Joanna Rutkowska said...

@arrow: go back and re-read my post.

Anonymous said...

I would rather have a look at the source code in its entirety to determine whether it is to be trusted or not. Yes, it is all about trust when it comes to commercial proprietary software... I believe it is about who is doing the business here... I see Joanna softening her tone on Microsoft these days only because she fried this company to death over the past two good job..

Othman Esoul said...

I suggest reading Ken Thompson's article "Reflections on trusting trust ".

Anonymous said...

Nice essay, but it misses the main point: the question is not, whether it's easier to [i]break[/i] OSS security implementations or closed source security implementations; as far as i can see, this would only be a question of how smart you are. So from this point of view, preferring one over the other makes no difference.

But OSS has one advantage, not explicitely mentioned here: despite the fact, that breaking the code makes no difference whether it is OSS or not, it is a lot easier (anybody with appropriate skills can do it) to [i]fix[/i] the code. So if you found a sec-hole, you are invited to fix it, or at least proposing, how to fix it.

So, things could be done more easily and faster.

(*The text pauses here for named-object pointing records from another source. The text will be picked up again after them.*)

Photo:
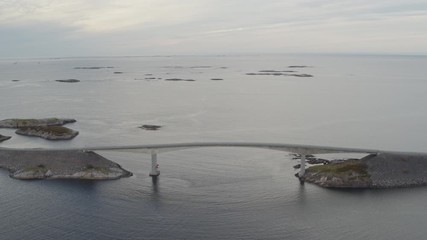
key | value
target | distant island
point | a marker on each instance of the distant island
(59, 164)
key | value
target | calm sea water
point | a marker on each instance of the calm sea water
(216, 193)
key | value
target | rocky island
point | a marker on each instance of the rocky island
(383, 170)
(47, 128)
(60, 164)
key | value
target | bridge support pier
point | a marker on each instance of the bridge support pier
(154, 165)
(302, 166)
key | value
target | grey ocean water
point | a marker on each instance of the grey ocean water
(375, 102)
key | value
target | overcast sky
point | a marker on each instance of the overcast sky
(48, 28)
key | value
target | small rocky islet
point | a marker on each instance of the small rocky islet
(47, 128)
(64, 164)
(54, 164)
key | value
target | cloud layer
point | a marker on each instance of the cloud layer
(147, 27)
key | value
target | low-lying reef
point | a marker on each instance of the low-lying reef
(383, 170)
(179, 79)
(150, 127)
(279, 74)
(92, 68)
(71, 80)
(69, 164)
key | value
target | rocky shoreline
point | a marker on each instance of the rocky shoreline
(383, 170)
(59, 164)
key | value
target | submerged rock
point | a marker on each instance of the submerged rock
(48, 132)
(91, 68)
(179, 79)
(19, 122)
(4, 138)
(279, 74)
(150, 127)
(68, 80)
(276, 71)
(297, 66)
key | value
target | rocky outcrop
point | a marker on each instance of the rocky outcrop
(48, 132)
(47, 128)
(4, 138)
(350, 174)
(42, 164)
(384, 170)
(19, 123)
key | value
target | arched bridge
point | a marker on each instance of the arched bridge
(155, 149)
(302, 150)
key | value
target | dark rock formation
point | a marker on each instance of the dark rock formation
(297, 66)
(179, 79)
(91, 68)
(72, 80)
(276, 71)
(4, 138)
(19, 123)
(48, 132)
(150, 127)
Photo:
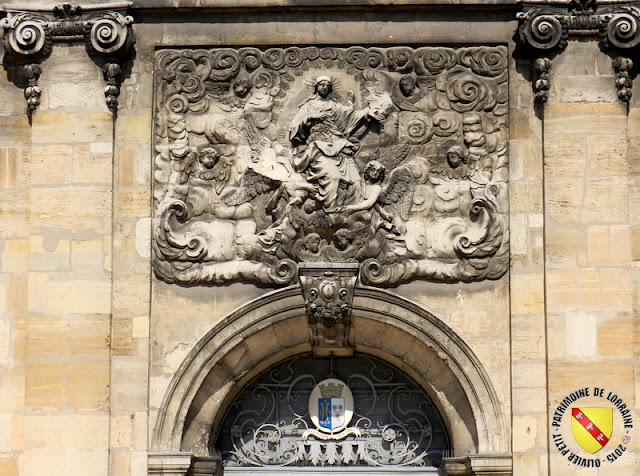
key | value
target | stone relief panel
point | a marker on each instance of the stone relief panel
(391, 159)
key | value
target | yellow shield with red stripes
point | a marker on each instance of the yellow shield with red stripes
(591, 427)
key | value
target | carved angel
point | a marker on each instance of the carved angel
(207, 165)
(395, 194)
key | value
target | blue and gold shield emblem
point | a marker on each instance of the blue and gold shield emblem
(592, 427)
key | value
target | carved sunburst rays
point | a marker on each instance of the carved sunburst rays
(224, 218)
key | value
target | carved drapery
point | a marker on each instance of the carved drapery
(107, 35)
(544, 30)
(392, 159)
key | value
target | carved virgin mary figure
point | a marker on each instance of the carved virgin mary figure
(324, 134)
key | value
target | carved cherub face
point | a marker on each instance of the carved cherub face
(374, 171)
(341, 239)
(312, 242)
(407, 85)
(241, 88)
(208, 157)
(456, 156)
(380, 106)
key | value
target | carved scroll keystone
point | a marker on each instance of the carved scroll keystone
(328, 292)
(545, 30)
(29, 37)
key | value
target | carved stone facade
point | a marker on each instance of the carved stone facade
(208, 211)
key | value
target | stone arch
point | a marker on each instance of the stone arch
(273, 327)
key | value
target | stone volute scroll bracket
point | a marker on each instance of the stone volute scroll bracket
(106, 30)
(328, 290)
(544, 31)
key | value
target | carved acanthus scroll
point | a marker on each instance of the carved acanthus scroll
(391, 160)
(107, 35)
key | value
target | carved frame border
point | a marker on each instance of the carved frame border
(545, 30)
(29, 35)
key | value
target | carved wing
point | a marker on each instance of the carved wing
(251, 185)
(392, 156)
(399, 191)
(189, 167)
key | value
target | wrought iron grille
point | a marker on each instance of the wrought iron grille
(395, 423)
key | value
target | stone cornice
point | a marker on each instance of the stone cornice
(29, 36)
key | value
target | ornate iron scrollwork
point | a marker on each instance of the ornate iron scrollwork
(545, 30)
(394, 423)
(108, 36)
(391, 160)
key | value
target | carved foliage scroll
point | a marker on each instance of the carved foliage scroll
(394, 159)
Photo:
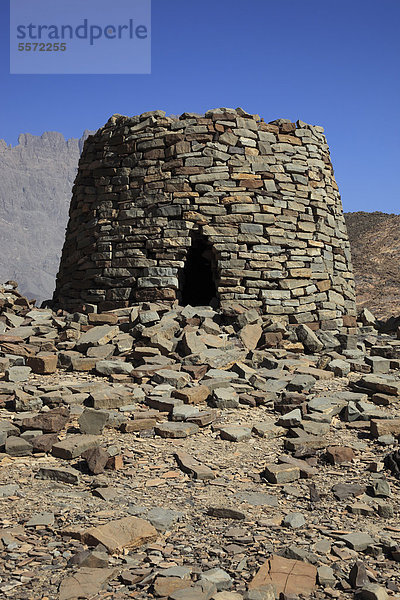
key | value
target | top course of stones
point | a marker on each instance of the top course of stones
(221, 209)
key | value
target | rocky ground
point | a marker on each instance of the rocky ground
(176, 453)
(375, 249)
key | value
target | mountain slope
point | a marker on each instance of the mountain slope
(375, 248)
(36, 178)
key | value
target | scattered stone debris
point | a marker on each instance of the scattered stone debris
(179, 473)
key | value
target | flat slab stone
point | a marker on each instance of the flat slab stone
(97, 336)
(41, 519)
(281, 473)
(193, 467)
(85, 583)
(129, 532)
(235, 433)
(386, 385)
(74, 445)
(194, 395)
(287, 575)
(59, 474)
(17, 446)
(358, 540)
(163, 518)
(113, 367)
(178, 379)
(8, 490)
(175, 430)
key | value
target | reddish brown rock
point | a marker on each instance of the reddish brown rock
(44, 443)
(339, 454)
(194, 395)
(287, 575)
(129, 532)
(43, 364)
(138, 425)
(165, 586)
(51, 422)
(102, 319)
(250, 336)
(96, 459)
(385, 427)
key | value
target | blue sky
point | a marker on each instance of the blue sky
(333, 63)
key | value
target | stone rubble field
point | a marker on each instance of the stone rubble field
(184, 454)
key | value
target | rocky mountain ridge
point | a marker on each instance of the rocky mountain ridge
(36, 178)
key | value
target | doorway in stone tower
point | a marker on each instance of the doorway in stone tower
(198, 283)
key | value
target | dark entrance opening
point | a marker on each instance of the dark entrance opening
(199, 287)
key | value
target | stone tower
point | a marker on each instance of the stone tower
(220, 208)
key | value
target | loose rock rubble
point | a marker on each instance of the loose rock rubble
(150, 452)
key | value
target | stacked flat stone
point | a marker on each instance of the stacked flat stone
(262, 195)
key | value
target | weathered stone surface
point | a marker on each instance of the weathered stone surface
(175, 430)
(97, 336)
(250, 335)
(43, 364)
(193, 467)
(288, 576)
(281, 473)
(17, 374)
(96, 459)
(225, 512)
(111, 367)
(235, 433)
(49, 422)
(74, 445)
(128, 532)
(308, 338)
(59, 474)
(381, 427)
(339, 454)
(92, 422)
(358, 541)
(85, 583)
(17, 446)
(194, 395)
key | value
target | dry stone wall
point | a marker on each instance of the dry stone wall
(220, 208)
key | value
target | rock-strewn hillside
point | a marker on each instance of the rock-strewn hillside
(36, 178)
(158, 452)
(375, 247)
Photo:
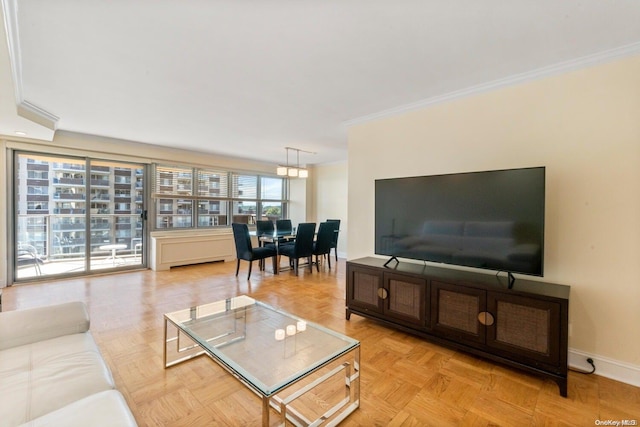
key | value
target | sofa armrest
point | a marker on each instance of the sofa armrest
(21, 327)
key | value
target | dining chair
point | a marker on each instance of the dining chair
(302, 247)
(245, 251)
(334, 243)
(324, 239)
(264, 228)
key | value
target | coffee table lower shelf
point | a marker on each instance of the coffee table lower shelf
(343, 370)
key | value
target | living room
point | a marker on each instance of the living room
(581, 123)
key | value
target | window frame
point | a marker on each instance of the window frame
(227, 199)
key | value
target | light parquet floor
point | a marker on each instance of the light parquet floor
(405, 381)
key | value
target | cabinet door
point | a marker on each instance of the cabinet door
(405, 298)
(455, 310)
(363, 286)
(526, 327)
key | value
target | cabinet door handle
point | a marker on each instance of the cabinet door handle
(486, 318)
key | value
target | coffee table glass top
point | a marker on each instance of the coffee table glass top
(265, 346)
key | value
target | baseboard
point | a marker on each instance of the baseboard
(606, 367)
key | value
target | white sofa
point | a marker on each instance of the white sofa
(52, 372)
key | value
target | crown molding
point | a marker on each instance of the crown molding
(24, 108)
(548, 71)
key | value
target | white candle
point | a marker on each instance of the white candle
(291, 330)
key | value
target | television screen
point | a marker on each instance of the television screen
(490, 220)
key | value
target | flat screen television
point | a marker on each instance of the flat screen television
(489, 220)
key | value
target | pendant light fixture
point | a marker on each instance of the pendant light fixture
(293, 171)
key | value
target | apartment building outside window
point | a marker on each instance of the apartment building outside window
(200, 198)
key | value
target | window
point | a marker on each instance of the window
(199, 197)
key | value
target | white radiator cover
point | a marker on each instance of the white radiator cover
(172, 249)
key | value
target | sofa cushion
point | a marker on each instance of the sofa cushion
(38, 378)
(104, 409)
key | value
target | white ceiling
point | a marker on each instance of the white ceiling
(248, 77)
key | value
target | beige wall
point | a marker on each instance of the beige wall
(584, 126)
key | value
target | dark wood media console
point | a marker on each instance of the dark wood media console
(525, 327)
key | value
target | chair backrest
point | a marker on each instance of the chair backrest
(284, 226)
(326, 230)
(336, 232)
(264, 228)
(304, 239)
(243, 241)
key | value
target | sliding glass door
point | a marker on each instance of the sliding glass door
(76, 215)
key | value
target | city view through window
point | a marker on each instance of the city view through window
(74, 215)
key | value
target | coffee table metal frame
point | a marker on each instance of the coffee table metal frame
(187, 344)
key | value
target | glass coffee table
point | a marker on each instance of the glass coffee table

That's why i would [i]always[/i] prefer Open Source Software over closed source. I do not distrust closed source software per se, but to get things done, it is inefficient.

Kind regards.

Anonymous said...

Maybe you would like to read this - An expert’s guide to open source software security -

Anonymous said...

@denis bider

Very late response, sorry. But I can't let your comments about code signing go unchallenged.

You said:
For a consumer, the difference between proprietary software and open source is that, in the case of proprietary software, you can expect to get a code-signed executable that someone vouches for. In the case of open source, you get a glob of code from some half-anonymous intermediary who does not vouch for anything.

C'mon, really? Many (and most of the top-used) opensource distros *do* sign their software releases.

I'm not saying that every single line of code is reviewed by each distro in question, but your statements about OSS code signing (or lack thereof) are completely false.